Department of Computational Biology, Cornell University, Ithaca, 14853, USA.
Weill Institute for Cell and Molecular Biology, Cornell University, Ithaca, 14853, USA.
Interdiscip Sci. 2024 Dec;16(4):802-813. doi: 10.1007/s12539-024-00639-6. Epub 2024 Aug 19.
X-ray diffraction crystallography has been most widely used for protein three-dimensional (3D) structure determination for which whether proteins are crystallizable is a central prerequisite. Yet, there are a number of procedures during protein crystallization, including protein material production, purification, and crystal production, which take turns affecting the crystallization outcome. Due to the expensive and laborious nature of this multi-stage process, various computational tools have been developed to predict protein crystallization propensity, which is then used to guide the experimental determination. In this study, we presented a novel deep learning framework, PLMC, to improve multi-stage protein crystallization propensity prediction by leveraging a pre-trained protein language model. To effectively train PLMC, two groups of features of each protein were integrated into a more comprehensive representation, including protein language embeddings from the large-scale protein sequence database and a handcrafted feature set consisting of physicochemical, sequence-based and disordered-related information. These features were further separately embedded for refinement, and then concatenated for the final prediction. Notably, our extensive benchmarking tests demonstrate that PLMC greatly outperforms other state-of-the-art methods by achieving AUC scores of 0.773, 0.893, and 0.913, respectively, at the aforementioned individual stages, and 0.982 at the final crystallization stage. Furthermore, PLMC is shown to be superior for predicting the crystallization of both globular and membrane proteins, as demonstrated by an AUC score of 0.991 for the latter. These results suggest the significant potential of PLMC in assisting researchers with the experimental design of crystallizable protein variants.

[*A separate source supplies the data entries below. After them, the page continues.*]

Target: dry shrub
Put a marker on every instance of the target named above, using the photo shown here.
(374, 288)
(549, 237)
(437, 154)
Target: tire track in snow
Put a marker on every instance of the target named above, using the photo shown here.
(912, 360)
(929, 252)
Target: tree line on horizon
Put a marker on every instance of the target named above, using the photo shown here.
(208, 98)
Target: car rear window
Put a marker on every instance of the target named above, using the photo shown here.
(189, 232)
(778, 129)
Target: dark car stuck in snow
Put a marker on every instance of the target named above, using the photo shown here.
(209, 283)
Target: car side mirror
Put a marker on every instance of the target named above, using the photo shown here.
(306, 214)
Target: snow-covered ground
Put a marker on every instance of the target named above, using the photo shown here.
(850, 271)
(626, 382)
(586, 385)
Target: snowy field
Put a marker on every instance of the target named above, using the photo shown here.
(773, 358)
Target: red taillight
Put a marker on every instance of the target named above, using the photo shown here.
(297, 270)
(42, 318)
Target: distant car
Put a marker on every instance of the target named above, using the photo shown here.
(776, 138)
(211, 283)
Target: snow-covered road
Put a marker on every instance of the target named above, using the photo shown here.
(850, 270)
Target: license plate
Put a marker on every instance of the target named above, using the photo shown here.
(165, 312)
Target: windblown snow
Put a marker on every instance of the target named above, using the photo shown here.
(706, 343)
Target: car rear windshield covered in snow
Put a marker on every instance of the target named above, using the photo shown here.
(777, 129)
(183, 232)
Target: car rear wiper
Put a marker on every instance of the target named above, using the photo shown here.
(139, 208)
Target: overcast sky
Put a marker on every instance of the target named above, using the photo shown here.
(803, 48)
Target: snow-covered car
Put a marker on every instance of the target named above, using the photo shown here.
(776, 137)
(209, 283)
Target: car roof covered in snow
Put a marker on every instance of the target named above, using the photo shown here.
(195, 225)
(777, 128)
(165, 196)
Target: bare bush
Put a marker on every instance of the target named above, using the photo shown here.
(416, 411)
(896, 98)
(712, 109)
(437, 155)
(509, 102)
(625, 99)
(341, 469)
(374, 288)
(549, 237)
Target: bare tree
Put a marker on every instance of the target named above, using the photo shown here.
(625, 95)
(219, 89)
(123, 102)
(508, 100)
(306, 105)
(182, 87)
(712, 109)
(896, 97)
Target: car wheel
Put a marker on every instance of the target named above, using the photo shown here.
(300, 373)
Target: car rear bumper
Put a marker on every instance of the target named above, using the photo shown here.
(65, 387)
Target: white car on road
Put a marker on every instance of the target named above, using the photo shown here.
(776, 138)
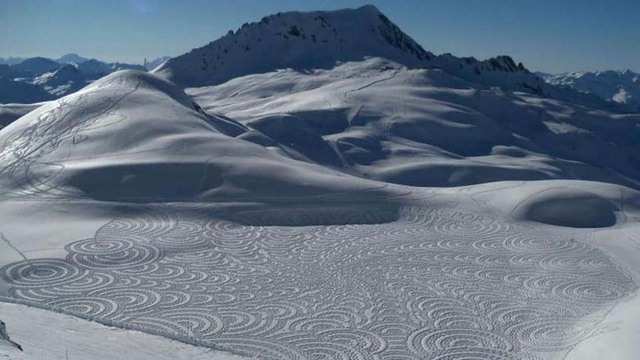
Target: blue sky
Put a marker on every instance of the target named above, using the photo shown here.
(547, 35)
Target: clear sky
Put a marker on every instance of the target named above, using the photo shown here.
(546, 35)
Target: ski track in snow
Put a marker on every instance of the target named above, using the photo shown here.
(439, 283)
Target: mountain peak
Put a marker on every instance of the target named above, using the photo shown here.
(299, 40)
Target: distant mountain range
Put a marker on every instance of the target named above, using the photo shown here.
(28, 80)
(622, 87)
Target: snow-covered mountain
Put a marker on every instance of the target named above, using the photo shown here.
(311, 40)
(71, 58)
(425, 127)
(40, 79)
(313, 207)
(64, 80)
(622, 87)
(36, 66)
(117, 136)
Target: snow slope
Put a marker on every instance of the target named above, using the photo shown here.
(134, 136)
(52, 336)
(425, 127)
(320, 214)
(286, 40)
(618, 86)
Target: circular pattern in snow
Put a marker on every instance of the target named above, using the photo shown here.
(439, 283)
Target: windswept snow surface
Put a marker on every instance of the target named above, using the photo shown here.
(323, 215)
(425, 127)
(126, 204)
(618, 86)
(48, 335)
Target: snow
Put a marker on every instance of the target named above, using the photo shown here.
(332, 37)
(619, 86)
(357, 205)
(424, 127)
(49, 335)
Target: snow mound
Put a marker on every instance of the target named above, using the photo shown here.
(133, 136)
(567, 203)
(571, 208)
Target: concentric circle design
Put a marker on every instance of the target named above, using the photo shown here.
(438, 283)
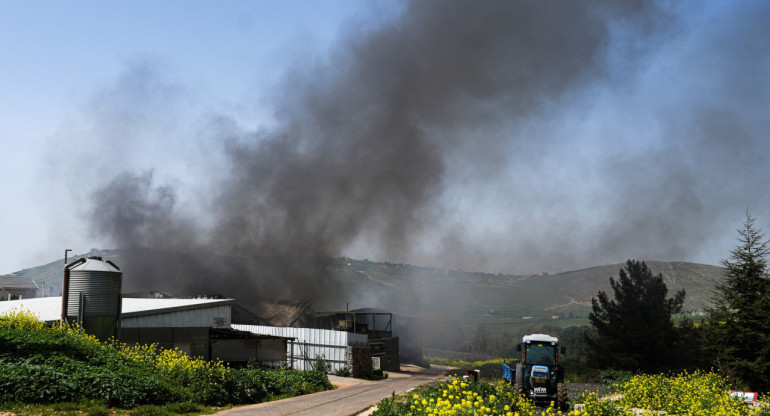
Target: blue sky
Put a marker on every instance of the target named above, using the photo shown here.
(652, 147)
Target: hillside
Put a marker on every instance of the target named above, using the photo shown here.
(452, 303)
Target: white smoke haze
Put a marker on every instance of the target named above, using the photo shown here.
(512, 137)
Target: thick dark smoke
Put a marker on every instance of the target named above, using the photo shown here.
(450, 108)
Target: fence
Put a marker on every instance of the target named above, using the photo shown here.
(456, 355)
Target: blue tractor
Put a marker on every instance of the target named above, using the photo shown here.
(538, 375)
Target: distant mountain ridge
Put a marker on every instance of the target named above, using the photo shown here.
(461, 300)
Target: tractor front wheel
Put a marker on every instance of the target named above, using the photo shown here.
(561, 396)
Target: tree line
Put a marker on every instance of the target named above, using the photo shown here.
(633, 328)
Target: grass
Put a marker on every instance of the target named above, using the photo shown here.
(693, 394)
(96, 408)
(49, 367)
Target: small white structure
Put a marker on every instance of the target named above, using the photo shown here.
(331, 346)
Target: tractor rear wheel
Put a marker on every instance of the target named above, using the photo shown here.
(561, 396)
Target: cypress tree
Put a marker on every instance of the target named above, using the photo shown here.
(739, 330)
(635, 331)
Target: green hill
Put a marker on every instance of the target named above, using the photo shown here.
(452, 303)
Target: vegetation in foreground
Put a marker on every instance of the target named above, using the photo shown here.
(41, 365)
(692, 394)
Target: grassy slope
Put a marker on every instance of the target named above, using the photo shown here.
(449, 299)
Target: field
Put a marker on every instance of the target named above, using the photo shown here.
(696, 394)
(46, 366)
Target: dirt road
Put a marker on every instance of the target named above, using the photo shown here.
(350, 398)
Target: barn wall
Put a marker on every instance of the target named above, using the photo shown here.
(331, 346)
(213, 316)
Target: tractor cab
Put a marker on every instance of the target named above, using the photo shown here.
(538, 375)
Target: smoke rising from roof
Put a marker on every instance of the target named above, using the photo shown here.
(496, 136)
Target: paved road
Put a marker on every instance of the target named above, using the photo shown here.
(345, 401)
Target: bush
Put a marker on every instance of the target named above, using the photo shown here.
(62, 364)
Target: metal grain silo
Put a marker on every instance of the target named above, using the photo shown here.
(91, 295)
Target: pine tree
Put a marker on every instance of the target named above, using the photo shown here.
(635, 331)
(740, 320)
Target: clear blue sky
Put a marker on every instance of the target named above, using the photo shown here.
(652, 152)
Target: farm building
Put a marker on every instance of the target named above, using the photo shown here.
(12, 287)
(200, 327)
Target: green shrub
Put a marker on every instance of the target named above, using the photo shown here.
(62, 364)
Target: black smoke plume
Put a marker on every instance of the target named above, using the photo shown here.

X 射线晶体学已被广泛应用于蛋白质三维(3D)结构的测定,而蛋白质是否可结晶是其核心前提条件。然而,在蛋白质结晶过程中有许多步骤,包括蛋白质材料的生产、纯化和晶体生产,这些步骤依次影响结晶结果。由于这个多阶段过程昂贵且费力,因此已经开发了各种计算工具来预测蛋白质结晶倾向,然后将其用于指导实验测定。在这项研究中,我们提出了一种新颖的深度学习框架 PLMC,通过利用预先训练好的蛋白质语言模型来提高多阶段蛋白质结晶倾向预测。为了有效地训练 PLMC,我们将每组蛋白质的两类特征整合到一个更全面的表示中,包括来自大规模蛋白质序列数据库的蛋白质语言嵌入和由物理化学、序列和无序相关信息组成的手工制作特征集。这些特征被进一步分别嵌入以进行细化,然后拼接用于最终预测。值得注意的是,我们广泛的基准测试表明,PLMC 大大优于其他最先进的方法,在上述各个阶段的 AUC 得分分别达到 0.773、0.893 和 0.913,而在最终结晶阶段的得分则达到 0.982。此外,PLMC 还被证明在预测球状蛋白和膜蛋白的结晶方面具有优势,后者的 AUC 得分达到 0.991。这些结果表明 PLMC 在协助研究人员设计可结晶的蛋白质变体方面具有重要的潜力。